Thursday, March 11, 2010

Review of Towards pharmacogenomics knowledge discovery with the semantic web

The article, Towards pharmacogenomics knowledge discovery with the semantic web, written by Michel Dumontier and Natalia Villanueva-Rosales attempts to demonstrate the importance of pharmacogenomics and how the data should be structured in the best possible way. Their strategy towards knowledge discovery involves ontology design, population and question answering. In a more specific manner this was established with Web Ontology Language OWL-DL, Protégé and Manchester OWL Syntax.

With the SO-Pharm project as inspiration the authors attempts to improve the area of pharmacogenomic by reducing classes and instances and focus on better relations creating a not so complex base. In this manner the authors intended to extend the existing knowledge base PharmGKB with OWL-DL. The area of application lies within personalized medicine where knowledge around depression is their main field. Hence the management system Protégé is used with Manchester OWL Syntax as query language to ease the use for doctors, researchers and patients.

The methods used for the design of the knowledge base (PO) is described in a very detailed way but unfortunately this is quite hard to come to grips with as a rookie in the field. Their aim for the design was to create a ground where it would be easy for researchers and doctors to use the system.

The authors discuss the use of XML in the semantic web. Sadly they do so in a less then awesome way, claiming that XML lack semantics, and then later in the article they use the built in semantics of XML for doing automated converting of data stored in XML. Although the authors probably have a point in that the semantics of RDF and OWL is more explicit and powerful it is important to remember that XML is a syntactic language while OWL is a data model. The OWL data model can be stored in XML. Thus just stating that XML lack semantics is a bit like saying that a book does not contain a good chaptering -- it is not enforced but it sure could contain it... There are many data formats based on XML and the point here is that they can be very different and it is difficult to say general things about XML in this way.The use of XML2OWL for converting from the XMLS of PharmGKB to OWL highly states that XML do have semantics.

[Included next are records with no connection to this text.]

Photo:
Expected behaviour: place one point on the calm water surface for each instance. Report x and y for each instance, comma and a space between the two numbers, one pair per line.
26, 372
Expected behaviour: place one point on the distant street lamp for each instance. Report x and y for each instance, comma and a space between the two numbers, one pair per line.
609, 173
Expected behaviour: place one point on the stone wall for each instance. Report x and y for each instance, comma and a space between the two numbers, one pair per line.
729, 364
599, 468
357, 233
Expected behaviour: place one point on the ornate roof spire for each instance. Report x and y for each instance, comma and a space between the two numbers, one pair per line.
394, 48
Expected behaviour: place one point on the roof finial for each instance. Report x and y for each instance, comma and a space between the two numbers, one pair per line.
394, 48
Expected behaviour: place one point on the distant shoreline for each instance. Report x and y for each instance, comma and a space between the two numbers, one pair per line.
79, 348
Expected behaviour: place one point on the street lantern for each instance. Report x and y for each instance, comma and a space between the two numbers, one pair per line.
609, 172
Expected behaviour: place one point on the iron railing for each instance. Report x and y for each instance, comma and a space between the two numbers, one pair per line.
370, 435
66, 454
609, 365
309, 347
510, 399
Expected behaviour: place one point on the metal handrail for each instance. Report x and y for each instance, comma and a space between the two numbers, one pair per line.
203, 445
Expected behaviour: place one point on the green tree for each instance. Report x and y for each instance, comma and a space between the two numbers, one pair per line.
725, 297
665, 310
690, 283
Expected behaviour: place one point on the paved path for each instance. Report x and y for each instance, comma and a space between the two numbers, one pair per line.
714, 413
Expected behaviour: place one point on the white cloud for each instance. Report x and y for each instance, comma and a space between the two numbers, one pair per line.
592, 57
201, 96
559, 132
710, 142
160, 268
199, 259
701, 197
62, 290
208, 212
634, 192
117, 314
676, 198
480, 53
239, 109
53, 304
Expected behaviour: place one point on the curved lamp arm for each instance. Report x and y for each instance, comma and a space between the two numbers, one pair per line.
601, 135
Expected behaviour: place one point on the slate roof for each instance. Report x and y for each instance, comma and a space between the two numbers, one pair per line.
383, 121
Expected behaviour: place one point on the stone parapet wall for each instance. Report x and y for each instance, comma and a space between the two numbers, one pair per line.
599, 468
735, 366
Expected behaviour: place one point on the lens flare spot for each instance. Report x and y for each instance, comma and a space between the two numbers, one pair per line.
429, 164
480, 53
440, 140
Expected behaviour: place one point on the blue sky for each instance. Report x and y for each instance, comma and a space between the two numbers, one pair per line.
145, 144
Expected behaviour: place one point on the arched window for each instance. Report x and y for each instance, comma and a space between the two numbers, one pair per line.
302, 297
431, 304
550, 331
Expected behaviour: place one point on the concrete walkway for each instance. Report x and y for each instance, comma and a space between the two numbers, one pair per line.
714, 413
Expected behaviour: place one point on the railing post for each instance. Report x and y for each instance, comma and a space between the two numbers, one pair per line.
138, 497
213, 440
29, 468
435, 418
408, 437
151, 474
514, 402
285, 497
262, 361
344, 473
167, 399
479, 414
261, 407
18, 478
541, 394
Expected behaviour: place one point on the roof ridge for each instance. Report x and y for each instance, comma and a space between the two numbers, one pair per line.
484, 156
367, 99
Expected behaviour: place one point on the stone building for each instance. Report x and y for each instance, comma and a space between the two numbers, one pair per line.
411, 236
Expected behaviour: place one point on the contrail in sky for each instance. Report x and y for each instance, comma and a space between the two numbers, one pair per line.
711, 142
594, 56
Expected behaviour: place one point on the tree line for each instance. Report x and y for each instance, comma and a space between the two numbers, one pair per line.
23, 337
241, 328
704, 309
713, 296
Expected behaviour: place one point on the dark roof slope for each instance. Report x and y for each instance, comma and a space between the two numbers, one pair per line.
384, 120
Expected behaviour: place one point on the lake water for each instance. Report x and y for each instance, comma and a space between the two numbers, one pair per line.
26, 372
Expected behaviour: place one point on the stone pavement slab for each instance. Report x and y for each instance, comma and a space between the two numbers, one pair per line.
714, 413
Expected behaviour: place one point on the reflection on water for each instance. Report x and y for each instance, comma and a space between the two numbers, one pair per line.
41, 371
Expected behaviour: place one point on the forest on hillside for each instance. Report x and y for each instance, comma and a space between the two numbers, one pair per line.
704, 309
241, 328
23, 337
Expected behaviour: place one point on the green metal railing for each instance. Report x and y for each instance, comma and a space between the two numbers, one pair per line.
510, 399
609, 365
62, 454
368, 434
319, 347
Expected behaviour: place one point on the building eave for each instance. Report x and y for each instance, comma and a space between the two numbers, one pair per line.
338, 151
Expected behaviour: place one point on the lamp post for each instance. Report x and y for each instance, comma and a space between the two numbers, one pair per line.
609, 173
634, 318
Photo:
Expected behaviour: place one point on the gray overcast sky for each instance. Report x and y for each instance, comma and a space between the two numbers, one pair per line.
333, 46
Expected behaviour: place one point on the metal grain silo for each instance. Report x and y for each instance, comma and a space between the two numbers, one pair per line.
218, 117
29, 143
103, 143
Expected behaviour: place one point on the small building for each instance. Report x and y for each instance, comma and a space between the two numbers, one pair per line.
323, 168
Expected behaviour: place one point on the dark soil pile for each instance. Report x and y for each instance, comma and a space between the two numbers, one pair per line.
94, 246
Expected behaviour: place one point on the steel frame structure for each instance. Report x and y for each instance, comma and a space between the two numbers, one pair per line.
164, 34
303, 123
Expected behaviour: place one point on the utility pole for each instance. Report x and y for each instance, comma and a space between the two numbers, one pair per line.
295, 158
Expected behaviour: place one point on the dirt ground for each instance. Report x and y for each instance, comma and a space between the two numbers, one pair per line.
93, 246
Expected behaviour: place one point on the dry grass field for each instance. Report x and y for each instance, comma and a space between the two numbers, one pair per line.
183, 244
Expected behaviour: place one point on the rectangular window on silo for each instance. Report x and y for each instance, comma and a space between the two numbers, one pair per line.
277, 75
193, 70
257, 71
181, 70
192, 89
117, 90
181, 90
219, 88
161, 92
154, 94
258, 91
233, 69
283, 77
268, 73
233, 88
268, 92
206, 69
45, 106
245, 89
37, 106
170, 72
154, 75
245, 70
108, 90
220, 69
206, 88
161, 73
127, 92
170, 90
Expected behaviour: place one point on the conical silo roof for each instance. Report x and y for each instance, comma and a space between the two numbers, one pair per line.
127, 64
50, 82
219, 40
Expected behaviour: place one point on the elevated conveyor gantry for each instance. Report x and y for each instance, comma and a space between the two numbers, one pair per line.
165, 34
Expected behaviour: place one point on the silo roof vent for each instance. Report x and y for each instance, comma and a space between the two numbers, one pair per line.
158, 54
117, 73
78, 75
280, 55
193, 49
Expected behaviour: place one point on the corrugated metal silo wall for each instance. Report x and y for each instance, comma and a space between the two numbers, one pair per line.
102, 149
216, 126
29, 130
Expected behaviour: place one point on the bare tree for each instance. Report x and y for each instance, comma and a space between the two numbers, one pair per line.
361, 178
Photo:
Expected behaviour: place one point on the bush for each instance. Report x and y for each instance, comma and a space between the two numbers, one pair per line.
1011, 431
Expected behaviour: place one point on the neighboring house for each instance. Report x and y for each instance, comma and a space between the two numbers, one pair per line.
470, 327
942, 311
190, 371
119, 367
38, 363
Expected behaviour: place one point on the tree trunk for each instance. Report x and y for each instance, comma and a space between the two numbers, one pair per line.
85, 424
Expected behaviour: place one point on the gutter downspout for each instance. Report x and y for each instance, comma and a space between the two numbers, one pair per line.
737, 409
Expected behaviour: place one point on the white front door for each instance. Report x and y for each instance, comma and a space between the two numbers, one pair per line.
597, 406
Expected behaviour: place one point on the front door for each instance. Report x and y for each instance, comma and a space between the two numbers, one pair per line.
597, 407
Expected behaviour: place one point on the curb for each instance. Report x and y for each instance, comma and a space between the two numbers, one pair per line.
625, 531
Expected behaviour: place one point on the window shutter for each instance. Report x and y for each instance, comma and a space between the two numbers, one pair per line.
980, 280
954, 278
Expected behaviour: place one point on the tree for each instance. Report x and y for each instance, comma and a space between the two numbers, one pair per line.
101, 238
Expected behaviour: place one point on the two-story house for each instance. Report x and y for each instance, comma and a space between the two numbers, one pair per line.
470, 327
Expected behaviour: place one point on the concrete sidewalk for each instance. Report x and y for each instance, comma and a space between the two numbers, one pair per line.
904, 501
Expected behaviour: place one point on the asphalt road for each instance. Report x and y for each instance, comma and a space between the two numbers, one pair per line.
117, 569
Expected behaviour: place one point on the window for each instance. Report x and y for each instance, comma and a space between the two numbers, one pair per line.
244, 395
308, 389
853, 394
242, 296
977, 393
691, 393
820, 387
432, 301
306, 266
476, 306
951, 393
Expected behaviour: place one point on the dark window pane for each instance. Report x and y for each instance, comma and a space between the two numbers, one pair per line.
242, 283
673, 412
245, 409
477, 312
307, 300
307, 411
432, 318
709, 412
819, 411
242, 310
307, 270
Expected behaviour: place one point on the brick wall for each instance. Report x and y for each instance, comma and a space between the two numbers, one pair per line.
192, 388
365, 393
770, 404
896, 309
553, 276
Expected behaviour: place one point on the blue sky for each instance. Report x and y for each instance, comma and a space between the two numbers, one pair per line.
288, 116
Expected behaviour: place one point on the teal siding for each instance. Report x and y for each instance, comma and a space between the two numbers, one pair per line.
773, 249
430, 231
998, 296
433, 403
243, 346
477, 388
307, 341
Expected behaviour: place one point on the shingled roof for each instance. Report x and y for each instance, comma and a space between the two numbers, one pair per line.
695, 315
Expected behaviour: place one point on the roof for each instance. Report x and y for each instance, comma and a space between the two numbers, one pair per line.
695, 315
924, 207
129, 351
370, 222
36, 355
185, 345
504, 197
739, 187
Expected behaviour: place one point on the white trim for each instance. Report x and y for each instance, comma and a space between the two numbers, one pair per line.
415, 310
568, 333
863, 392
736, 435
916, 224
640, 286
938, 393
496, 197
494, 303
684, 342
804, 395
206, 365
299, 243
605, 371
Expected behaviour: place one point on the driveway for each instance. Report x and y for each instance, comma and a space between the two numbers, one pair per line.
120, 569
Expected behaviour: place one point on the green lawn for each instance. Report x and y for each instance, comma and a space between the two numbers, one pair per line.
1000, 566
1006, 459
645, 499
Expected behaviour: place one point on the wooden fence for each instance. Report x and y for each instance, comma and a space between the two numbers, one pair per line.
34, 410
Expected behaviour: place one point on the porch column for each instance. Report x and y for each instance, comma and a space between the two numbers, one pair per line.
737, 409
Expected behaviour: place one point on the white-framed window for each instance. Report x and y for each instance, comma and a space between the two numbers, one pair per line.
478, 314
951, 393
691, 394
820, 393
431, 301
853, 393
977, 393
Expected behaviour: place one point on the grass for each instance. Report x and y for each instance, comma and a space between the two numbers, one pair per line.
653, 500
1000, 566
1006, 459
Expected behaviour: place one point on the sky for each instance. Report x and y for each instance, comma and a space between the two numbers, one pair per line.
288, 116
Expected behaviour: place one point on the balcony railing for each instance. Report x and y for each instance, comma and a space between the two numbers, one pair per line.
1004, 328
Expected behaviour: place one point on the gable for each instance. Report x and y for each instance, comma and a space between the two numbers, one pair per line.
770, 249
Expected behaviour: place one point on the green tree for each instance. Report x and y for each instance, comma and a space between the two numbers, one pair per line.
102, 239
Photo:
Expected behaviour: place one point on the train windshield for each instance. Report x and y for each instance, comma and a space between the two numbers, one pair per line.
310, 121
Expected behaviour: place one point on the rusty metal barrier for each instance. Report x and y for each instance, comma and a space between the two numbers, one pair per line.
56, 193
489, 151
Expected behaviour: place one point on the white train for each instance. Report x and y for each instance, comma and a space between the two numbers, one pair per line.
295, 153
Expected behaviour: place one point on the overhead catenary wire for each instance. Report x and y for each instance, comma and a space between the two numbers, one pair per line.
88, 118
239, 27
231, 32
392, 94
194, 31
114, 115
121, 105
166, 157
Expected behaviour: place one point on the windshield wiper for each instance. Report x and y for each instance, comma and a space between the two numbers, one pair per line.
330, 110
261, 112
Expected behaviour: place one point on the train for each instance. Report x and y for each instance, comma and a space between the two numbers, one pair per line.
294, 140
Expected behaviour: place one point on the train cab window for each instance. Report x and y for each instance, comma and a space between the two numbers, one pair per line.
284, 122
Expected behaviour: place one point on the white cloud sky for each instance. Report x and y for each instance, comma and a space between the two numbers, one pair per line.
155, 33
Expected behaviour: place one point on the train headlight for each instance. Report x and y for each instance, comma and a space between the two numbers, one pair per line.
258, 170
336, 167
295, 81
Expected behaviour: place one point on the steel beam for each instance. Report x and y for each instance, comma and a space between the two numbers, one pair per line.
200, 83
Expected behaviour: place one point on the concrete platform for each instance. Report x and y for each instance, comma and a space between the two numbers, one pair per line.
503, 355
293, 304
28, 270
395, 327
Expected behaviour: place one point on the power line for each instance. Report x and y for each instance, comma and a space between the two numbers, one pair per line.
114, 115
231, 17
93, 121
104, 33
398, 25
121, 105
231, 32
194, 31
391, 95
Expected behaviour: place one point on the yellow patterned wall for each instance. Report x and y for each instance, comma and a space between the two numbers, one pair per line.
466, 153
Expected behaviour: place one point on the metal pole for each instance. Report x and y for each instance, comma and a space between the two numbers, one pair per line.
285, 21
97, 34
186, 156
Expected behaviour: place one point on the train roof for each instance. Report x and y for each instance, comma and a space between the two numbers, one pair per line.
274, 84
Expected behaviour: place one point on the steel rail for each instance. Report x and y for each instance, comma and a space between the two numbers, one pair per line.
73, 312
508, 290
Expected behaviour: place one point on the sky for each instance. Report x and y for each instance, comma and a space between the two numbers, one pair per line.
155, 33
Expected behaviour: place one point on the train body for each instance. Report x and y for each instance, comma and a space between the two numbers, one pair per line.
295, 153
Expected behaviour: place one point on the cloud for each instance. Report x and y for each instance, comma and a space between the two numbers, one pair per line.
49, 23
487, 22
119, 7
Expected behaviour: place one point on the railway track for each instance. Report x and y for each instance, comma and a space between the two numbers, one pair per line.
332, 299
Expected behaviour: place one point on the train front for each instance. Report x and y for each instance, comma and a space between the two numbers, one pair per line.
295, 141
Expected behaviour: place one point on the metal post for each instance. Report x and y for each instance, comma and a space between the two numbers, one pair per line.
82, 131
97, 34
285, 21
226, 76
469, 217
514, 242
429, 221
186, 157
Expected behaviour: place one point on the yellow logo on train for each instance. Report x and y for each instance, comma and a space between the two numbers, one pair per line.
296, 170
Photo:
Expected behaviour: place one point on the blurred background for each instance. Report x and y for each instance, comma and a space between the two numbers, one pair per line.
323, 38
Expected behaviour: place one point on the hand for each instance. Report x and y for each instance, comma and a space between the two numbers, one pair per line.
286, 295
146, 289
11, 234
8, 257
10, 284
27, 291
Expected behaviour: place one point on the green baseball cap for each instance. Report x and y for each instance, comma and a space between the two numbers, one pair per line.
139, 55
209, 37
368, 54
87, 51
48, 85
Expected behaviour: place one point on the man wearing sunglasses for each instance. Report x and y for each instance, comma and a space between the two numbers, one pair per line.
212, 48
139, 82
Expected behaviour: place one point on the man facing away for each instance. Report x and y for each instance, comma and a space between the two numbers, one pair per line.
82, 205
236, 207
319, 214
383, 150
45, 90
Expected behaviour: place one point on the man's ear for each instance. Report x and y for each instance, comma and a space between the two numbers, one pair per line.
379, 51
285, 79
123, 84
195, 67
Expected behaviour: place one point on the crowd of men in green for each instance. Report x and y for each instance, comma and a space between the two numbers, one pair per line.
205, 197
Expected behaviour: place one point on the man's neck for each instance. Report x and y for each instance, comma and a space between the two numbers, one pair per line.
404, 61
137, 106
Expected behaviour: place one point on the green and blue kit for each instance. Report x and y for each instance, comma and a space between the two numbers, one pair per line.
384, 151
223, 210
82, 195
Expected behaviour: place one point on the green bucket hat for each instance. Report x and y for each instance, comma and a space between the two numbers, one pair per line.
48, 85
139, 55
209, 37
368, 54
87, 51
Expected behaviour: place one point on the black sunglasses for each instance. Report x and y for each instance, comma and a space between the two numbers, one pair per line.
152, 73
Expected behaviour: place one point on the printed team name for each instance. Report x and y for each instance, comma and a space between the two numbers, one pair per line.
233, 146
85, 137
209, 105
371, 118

The way that they use the words class and concepts creates greater confusion since class and concept is the same in ontology. Sometimes the word concept is referred to it self and other times as class. “... representation containing 70 core classes and over 40000 concepts..” and further into the text “... Pharmacogenomics Ontology identifies 40 core concepts...”.

In the area of relations there must be further development. Even though many relationships are correctly described with the Basic Relation Ontology (BRO) some relationships are only described as bro:isRelatedTo, because of the low level of semantics. But in order to create an accurate base for knowledge retrieval where all queries are possible this must be managed.
The ambition of the research is of importance to a brighter and more knowledge-filled future of personalized medicine. It might have a bit further to go but at least the aim is in the right direction.

Annsofie Andersson and Jonathan Alvarsson

ResearchBlogging.orgDumontier, M., & Villanueva-Rosales, N. (2009). Towards pharmacogenomics knowledge discovery with the semantic web Briefings in Bioinformatics, 10 (2), 153-163 DOI: 10.1093/bib/bbn056

1 comment:

  1. Hi!
    It's great that you took the time and effort to review our paper :-) I would like to address some of the points that you've argued.
    First, XML is a language to represent information, just as RDF/OWL does, and has a data model (as per its defined syntax and semantics). The XML data model is a (potentially ordered) set of nodes, untyped relations and literals. Like RDF/OWL, elements are typically defined in some namespace, thereby allowing us to extend the model with elements that have certain meaning. While XMLS allows us to constrain the document to a certain elements and attributes, we are unable to provide more formal meaning to the relationships that exist between them. This is where RDF/OWL come into play. Now, with their enriched, formally defined vocabulary, we can design documents where the meaning of the elements can be more formally expressed. While RDF can be expressed using the XML syntax, the meaning of those elements are formally described using RDF's vocabulary, or in our case, using OWL.
    As for class/concept, there is an important distinction. A class is in the context of OWL semantics where as a concept is in the context of a conceptualization of the domain. It is the case that our concepts are formally expressed as OWL classes.